Photo : Francine Bajande
Ce parent d’élève chinois, en rétention depuis le 23 décembre, est soutenu par l’école Pajol (Paris 18e). Une lutte exemplaire.
Les histoires de Tom-Tom et Nana côtoient, sur une étagère de l’entrée, un imposant mégaphone. L’école Pajol, dans le 18e arrondissement de Paris, est en pleine effervescence. Depuis vendredi, l’établissement est occupé 24 heures sur 24 par les parents d’élèves mobilisés pour obtenir la libération de « Monsieur Gao », comme on l’appelle dans la salle des maîtres, squattée en permanence.
En France depuis 2011 et père d’une élève de l’école, Gao Peng a été interpellé le 23 décembre et placé au centre de rétention de Vincennes. Il a été arrêté devant une blanchisserie où, selon la préfecture, il travaillait au noir. « Cela fait des années que nous n’avons pas vu des parents d’élèves scolarisés menacés d’expulsion à Paris », déplore Yves Coleman, du Réseau Éducation sans frontières, très inquiet. Le juge des libertés et de la détention s’est prononcé dimanche pour sa libération, mais le parquet a immédiatement fait appel. Son cas sera à nouveau examiné aujourd’hui. Gao Peng risque d’être expulsé à tout moment, parce qu’il est en « situation irrégulière ».
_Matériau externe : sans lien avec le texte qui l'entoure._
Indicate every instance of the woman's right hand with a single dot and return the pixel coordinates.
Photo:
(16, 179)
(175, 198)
En attendant, c’est la vie de sa fille, W., en grande section de maternelle, qui n’a plus rien de normal. « Mais où est passé son papa ? » ont demandé ses copains de classe. La fillette, elle, a ressenti l’angoisse de sa mère, qui parle peu français, après la disparition soudaine de son mari. Enceinte de deux mois, celle-ci s’est retrouvée seule à l’hôpital, face à de sérieuses complications de grossesse. « Une enfant de son âge ne doit pas connaître ça pour bien grandir », déplore Nai Tik, un parent proche de la famille Gao. Arrivée en 2015, cette petite fille « très joyeuse » sera un jour brillante, prédit Catherine Minard, enseignante de la fillette. « Elle apprend. Elle est contente d’apprendre et nous le montre chaque jour. » Sa famille s’est investie dans l’école, malgré la barrière de la langue. La mère suit des cours de français dans le 19e et participe aux « papothèques », ces réunions organisées pour faciliter les relations parents-école.
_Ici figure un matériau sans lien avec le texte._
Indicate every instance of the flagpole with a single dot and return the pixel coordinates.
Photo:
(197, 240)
L’arrestation percute de plein fouet le travail de cette école innovante. « Une de nos priorités est de bâtir une relation de confiance avec les parents pour qu’ils participent à la réussite de leurs enfants », explique la directrice Véronique Rivière. Des réunions spécifiques sont organisées dans ce but avec les familles d’origine étrangère, avec l’appui d’interprètes. Ceux-ci interviennent aussi en classe pour favoriser l’arrivée des enfants allophones. Bref, une formidable fabrique de la fraternité. Laquelle s’affiche sur la porte de l’école. Un texte en arabe y bat le rappel pour soutenir Gao Peng, sans-papiers chinois, au nom des valeurs de la République.